HGV Training In London
Specialist HGV Training in London. Low Cost, High-Quality, Approved HGV Training Courses in London. Improve your Earning Potential.
HGV Training in London
Why train if you live in London?
In a recent article by the RHA regarding the current driver shortages, London was in desperate need of 6201 HGV drivers. This means that approx 15% of the national shortage is from the London area.
Imagine the variety of options you have to find your perfect job, right now!
London is the capital and most populous city of England and the UK. Standing on the River Thames in the south east of the island of Great Britain, Since at least the 19th century, "London" has also referred to the metropolis around this core, which now forms the county of Greater London, governed by the Mayor of London and the London Assembly, an area historically split between Middlesex, Essex, Surrey, Kent and Hetfordshire.
Transport is one of the four main areas of policy administered by the Mayor of London, however the mayor's financial control does not extend to the longer distance rail network that enters London. In 2007 he assumed responsibility for some local lines, which now form the London Overground network, adding to the existing responsibility for the London Underground, trams and buses. The public transport network is administered by Transport for London (TfL) and is one of the most extensive in the world.
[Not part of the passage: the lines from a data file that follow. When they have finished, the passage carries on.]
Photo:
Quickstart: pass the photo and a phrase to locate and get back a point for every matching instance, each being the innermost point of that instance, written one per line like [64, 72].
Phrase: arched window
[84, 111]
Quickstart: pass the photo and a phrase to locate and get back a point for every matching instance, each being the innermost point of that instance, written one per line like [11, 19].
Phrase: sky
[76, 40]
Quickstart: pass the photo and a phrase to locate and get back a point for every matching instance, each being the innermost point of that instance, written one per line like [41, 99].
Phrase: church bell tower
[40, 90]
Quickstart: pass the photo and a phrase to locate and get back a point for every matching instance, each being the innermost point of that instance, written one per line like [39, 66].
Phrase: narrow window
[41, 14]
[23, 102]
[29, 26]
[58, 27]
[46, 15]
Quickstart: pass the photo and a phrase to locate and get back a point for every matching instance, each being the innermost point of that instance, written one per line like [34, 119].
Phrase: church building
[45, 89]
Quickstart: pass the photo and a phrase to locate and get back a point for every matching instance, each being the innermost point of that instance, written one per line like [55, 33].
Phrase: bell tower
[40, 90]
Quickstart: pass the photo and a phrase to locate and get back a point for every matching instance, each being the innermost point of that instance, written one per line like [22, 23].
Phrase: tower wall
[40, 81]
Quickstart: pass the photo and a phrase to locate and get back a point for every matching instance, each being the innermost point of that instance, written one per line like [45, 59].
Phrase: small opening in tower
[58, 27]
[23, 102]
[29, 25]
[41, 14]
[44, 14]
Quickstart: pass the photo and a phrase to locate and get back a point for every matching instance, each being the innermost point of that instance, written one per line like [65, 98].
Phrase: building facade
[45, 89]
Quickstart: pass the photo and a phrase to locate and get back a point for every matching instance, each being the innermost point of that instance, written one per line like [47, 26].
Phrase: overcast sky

From being the largest port in the world, the Port of London is now only the second-largest in the United Kingdom, handling 45 million tonnes of cargo each year. Most of this actually passes through the Port of Tilbury, outside the boundary of Greater London.
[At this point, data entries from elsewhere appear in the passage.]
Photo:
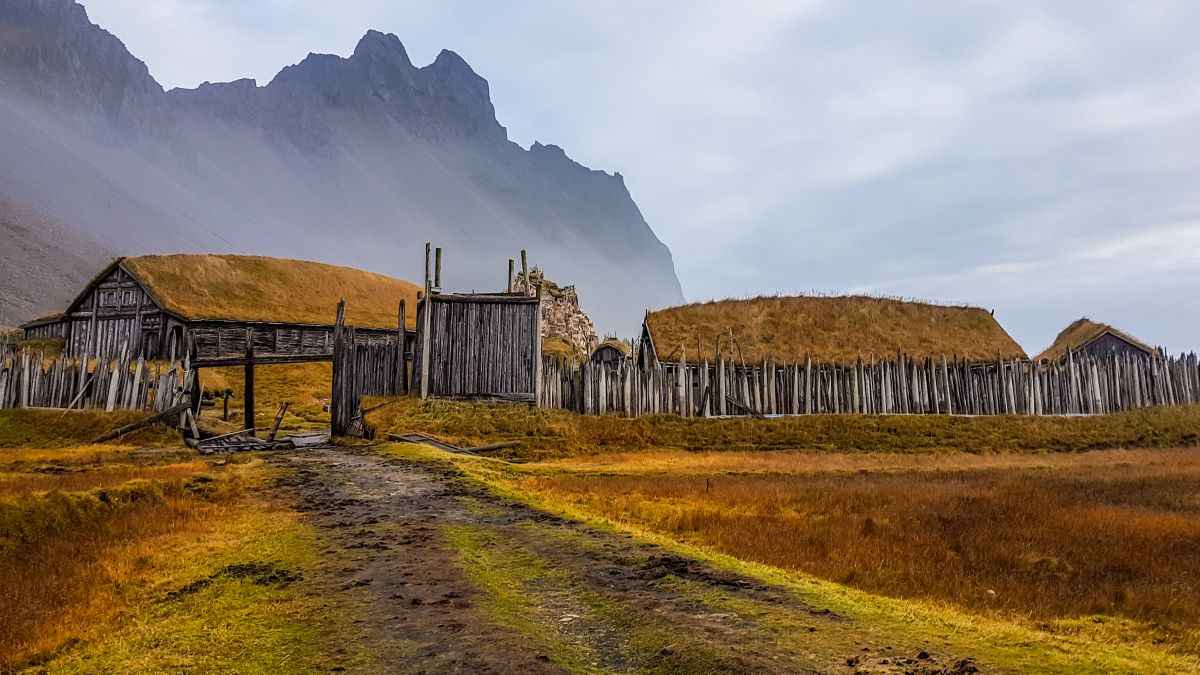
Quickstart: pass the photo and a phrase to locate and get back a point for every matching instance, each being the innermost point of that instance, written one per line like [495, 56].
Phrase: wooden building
[611, 353]
[154, 305]
[479, 345]
[827, 329]
[1101, 340]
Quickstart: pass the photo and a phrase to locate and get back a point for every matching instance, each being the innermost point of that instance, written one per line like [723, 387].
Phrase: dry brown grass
[1111, 538]
[57, 477]
[69, 559]
[262, 288]
[58, 429]
[799, 463]
[786, 328]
Although the majority of journeys involving central London are made by public transport, car travel is common in the suburbs. The inner ring road (around the city centre), the North and South Circular roads (in the suburbs), and the outer orbital motorway (the M25, outside the built-up area) encircle the city and are intersected by a number of busy radial routes—but very few motorways penetrate into inner London. A plan for a comprehensive network of motorways throughout the city (the Ringway Plans) was prepared in the 1960s but was mostly cancelled in the early 1970s. The M25 is the longest ring-road motorway in the world at 121.5 mi (195.5 km) long. The A1 and M1 connect London to Leeds, and Newcastle and Edingburgh.
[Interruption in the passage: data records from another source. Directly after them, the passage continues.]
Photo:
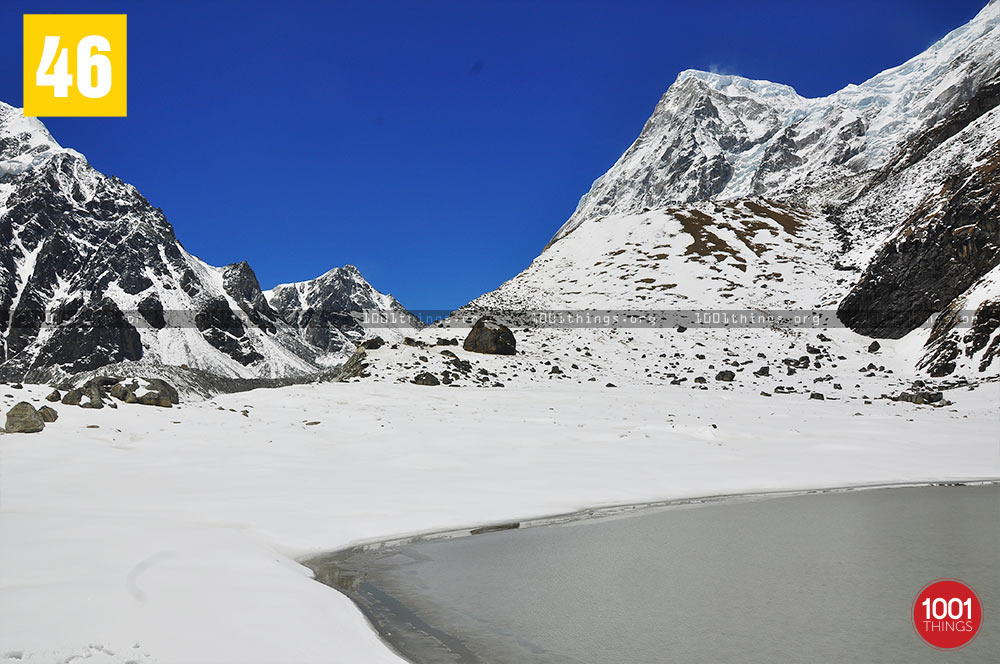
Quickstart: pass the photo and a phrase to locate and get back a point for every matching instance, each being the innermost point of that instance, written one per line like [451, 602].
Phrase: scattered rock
[23, 418]
[72, 398]
[355, 366]
[373, 344]
[425, 378]
[488, 336]
[164, 388]
[48, 414]
[921, 398]
[153, 398]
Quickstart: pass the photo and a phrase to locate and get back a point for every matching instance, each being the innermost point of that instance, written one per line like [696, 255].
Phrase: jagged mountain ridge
[714, 136]
[325, 310]
[90, 254]
[897, 179]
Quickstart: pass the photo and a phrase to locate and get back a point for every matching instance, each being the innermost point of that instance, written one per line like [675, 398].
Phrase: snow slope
[172, 535]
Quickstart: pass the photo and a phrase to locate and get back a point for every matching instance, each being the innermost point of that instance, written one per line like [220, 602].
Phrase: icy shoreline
[171, 535]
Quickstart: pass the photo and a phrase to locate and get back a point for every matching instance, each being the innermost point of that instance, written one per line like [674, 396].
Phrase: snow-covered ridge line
[79, 247]
[720, 136]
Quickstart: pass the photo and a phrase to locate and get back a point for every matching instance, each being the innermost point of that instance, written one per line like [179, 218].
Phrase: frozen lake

London is notorious for its traffic congestion, with the M25 motorway the busiest stretch in the country. The average speed of a car in the rush hour is 10.6 mph (17.1 km/h).
In 2003, a congestion charge was introduced to reduce traffic volumes in the city centre. With a few exceptions, motorists are required to pay £10 per day to drive within a defined zone encompassing much of central London. Motorists who are residents of the defined zone can buy a greatly reduced season pass. London government initially expected the Congestion Charge Zone to increase daily peak period Underground and bus users by 20,000 people, reduce road traffic by 10 to 15 per cent, increase traffic speeds by 10 to 15 per cent, and reduce queues by 20 to 30 per cent. Over the course of several years, the average number of cars entering the centre of London on a weekday was reduced from 195,000 to 125,000 cars – a 35-per-cent reduction of vehicles driven per day.